3 Given the renown of the SUBWAY brand, the Panel has considered the possibility that Complainant might also have rights in the phrase SUBWAY REWARDS or even MY SUBWAY REWARDS. However, it is incumbent upon a complainant in expedited proceedings under the Policy to make its case at first instance, and the record here is devoid of evidence of rights in anything more than the just the word SUBWAY.
4 The first element of the test under the Policy -- identity or confusing similarity -- is formulated in identical terms as the first element of the test under the Domain Name Disputed Resolution Policy as adopted by the .au registry.
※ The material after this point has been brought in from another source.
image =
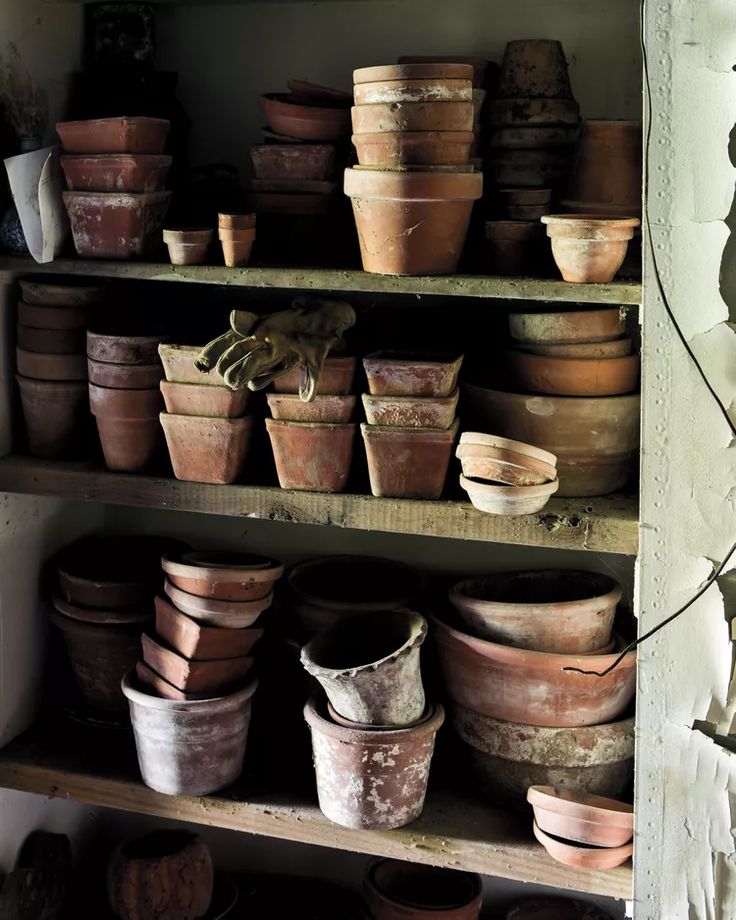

In any event, the underlying principle of analysis is equally applicable to disputes under the Policy.
5 Under United States trademark law, descriptive words can acquire distinctiveness and secondary meaning, and become eligible for protection as trademarks through, inter alia, long, continuous and substantially exclusive use. See, e.g., Southwestern Association for Indian Arts, Inc. v. Indian Art of America and A. Mata, WIPO Case No. D2009-1774.